Article 72 of the constitution of Kabardino-Balkaria indeed declares that Kabardin, Balkar and Russian are all state languages of the republic. The Kabardino-Balkarian Republic officially takes responsibility for “providing equal rights of state languages for retention, usage, development and improvement” and mandates that “the state languages of the Kabardino-Balkarian Republic are used on an equal basis by government authorities, municipal authorities and public offices of the Kabardino-Balkarian Republic” (

In reality, of course, neither Kabardin nor Balkar are used in public offices, as both are supplanted by Russian. Although both minority tongues are still fairly widely used as spoken languages. While the official policies of the Russian Federation still declare support for minority languages, Moscow has gradually restricted the areas of public life where regional languages can be used. In particular, the new legislation on education in public schools that was adopted in 2012–2013 pushed for giving the Russian language the status of a mandatory language and the regional languages as electives, which essentially made their study less desirable for parents.
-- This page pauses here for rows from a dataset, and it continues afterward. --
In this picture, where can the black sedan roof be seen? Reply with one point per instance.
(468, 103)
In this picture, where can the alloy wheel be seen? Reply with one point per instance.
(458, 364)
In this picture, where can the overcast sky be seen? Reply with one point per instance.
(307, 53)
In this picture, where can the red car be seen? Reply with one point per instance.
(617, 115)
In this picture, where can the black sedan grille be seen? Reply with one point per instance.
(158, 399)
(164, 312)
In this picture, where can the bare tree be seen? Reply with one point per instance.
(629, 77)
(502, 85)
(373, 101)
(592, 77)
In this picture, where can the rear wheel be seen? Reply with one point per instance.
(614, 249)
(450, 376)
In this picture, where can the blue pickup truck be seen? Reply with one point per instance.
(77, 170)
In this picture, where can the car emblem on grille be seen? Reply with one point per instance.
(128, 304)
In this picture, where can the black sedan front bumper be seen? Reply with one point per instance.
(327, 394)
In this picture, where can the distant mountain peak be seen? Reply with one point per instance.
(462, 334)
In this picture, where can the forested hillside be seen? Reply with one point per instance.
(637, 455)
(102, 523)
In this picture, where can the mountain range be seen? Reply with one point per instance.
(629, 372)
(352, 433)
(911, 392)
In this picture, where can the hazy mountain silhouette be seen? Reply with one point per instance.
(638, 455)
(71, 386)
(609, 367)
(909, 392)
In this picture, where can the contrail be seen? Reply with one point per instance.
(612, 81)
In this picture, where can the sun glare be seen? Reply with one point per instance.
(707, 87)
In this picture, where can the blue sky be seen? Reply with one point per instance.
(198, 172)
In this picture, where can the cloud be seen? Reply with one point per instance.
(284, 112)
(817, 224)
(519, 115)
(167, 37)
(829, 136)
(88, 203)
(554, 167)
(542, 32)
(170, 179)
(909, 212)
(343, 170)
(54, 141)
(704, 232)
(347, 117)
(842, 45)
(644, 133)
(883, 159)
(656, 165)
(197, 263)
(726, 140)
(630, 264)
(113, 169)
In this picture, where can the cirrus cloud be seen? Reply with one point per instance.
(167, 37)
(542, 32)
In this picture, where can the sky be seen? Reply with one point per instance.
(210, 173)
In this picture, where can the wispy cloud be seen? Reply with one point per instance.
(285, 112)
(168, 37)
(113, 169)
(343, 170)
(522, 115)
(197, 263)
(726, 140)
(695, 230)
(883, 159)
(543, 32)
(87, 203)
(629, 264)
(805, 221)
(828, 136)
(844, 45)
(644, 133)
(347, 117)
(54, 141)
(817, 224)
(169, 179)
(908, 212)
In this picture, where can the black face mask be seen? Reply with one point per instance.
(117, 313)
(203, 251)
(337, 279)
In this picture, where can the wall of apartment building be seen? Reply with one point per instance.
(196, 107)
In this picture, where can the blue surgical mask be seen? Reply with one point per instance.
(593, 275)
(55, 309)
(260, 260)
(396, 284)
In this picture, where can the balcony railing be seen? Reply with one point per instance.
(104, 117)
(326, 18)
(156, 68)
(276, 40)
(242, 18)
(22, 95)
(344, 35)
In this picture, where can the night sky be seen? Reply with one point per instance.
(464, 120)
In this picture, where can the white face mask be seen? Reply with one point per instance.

The issue with minority languages is part of the general trend in a culturally highly diverse country that regards cultural diversity not as an asset, but rather as a security threat to national unity.

The Circassian language issue is amplified by political cleavages. The Kabardins comprise the majority of the Kabardino-Balkarian population. The Cherkess, who also speak Circassian, live in neighboring Karachaevo-Cherkessia, where they are in a minority. Circassian-speaking Adygeans live in Adygea and a handful of Circassian-speaking Shapsugs live in Krasnodar region. So, essentially the same group of people—Circassians—is divided among four neighboring regions of Russia and only in one of them, Kabardino-Balkaria, do they comprise a majority. Some Circassians believe that Moscow intentionally divided their people among several regions to disempower them politically and accelerate their assimilation.  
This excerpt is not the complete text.